Jean-​Pierre Chomé­rac, le prési­dent du conseil d’administration de l’Opér, me surprit. Chomé­rac avait pris ses fonc­tions six mois plus tôt. Il devait ce poste à une ancienne et indé­fec­ti­ble amitié avec le prési­dent de la Répu­bli­que. (…) Sous sa protec­tion, il avait été nommé succes­si­ve­ment inspec­teur géné­ral de l’agriculture, préfet de l’Yonne, ambas­sa­deur au Portu­gal. Il ne dissi­mu­lait pas la minceur de ses compé­tence, et y suppléait par un sens poli­ti­que avisé et sa propen­sion à se saisir des sujets à la mode et à faire parler de lui. (…)Nos délé­gués syndi­caux murmu­raient qu’il n’avait pas encore décou­vert que dans un opéra on faisait de la musi­que.

Vous savez prési­dent de l’Opéra n’est qu’un lot de conso­la­tion en atten­dant mieux.

Ceux qui nous gouvernent

Je le remer­ciai en prenant la carte qu’il me tendait.
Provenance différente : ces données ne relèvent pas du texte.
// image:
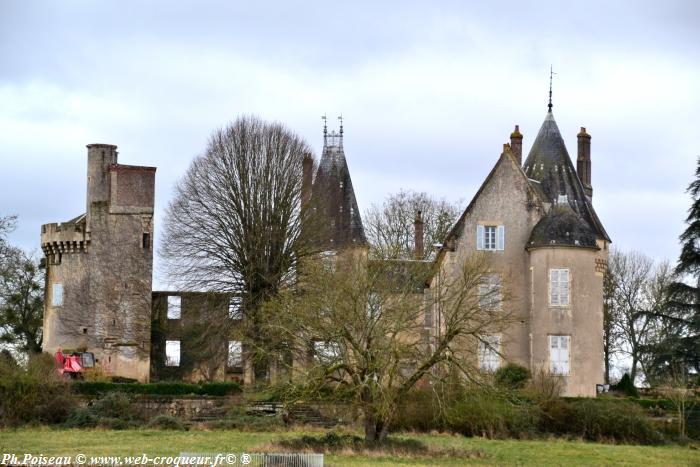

Des assis­tants vinrent à nouveau papillon­ner autour de nous. Le conseiller du minis­tre en profita pour se glis­ser à côté de moi et murmu­rer :

- Il distri­bue ses cartes de visite comme s’il était encore député-​maire. Bien évidem­ment, c’est nous qui vous contac­te­rons le moment venu.

Les médias

Les médias sont comme un mons­tre insa­tia­ble, il faut lui donner à manger de temps en temps, sinon il peut vous dévo­rer tout cru.

Vie et mort des scandales dans les médias

Les chaî­nes d’information en continu se réga­lent. Avant-​hier les révé­la­tions d’un obscur atta­ché parle­men­taire ; hier les expli­ca­tions contour­nés du minis­tre du Budget ; ce matin les bons mots assas­sins d’un jeune loup de l’opposition. Dans notre affaire, il ne se passe rien de nouveau, il ne peut rien se passer d’inédit. Les jour­na­lis­tes me solli­ci­tent moins pour vous rencon­trer. Mon cher Sébas­tien, il faut s’y résou­dre : le bouquet que nous propo­sons à la vente depuis deux semai­nes commence à se faner, et les amateurs veulent des fleurs fraî­ches.

Le musicien d’orchestre

Rien ne peut égaler l’honnêteté du musi­cien, L’honnêteté sans fard et sans tache du travail du musi­cien, seul respon­sa­ble d’avoir bien appri­voisé son instru­ment, bien lu la parti­tion, bien écouté ses collè­gues, bien suivi les consi­gnes. Lui seul – et chacun dans l’ensemble- doit se glori­fier modes­te­ment de donner vie aux construc­tions invi­si­bles élabo­rées par les maîtres du passé. 

Phrase que j’aime

Comme des rochers fendant une mer calme, ou des sommets émer­geant des nuages. Mais les écueils ne disent rien du métier de pêcheur, ni les monta­gnes ne se rédui­sent à leurs extré­mi­tés.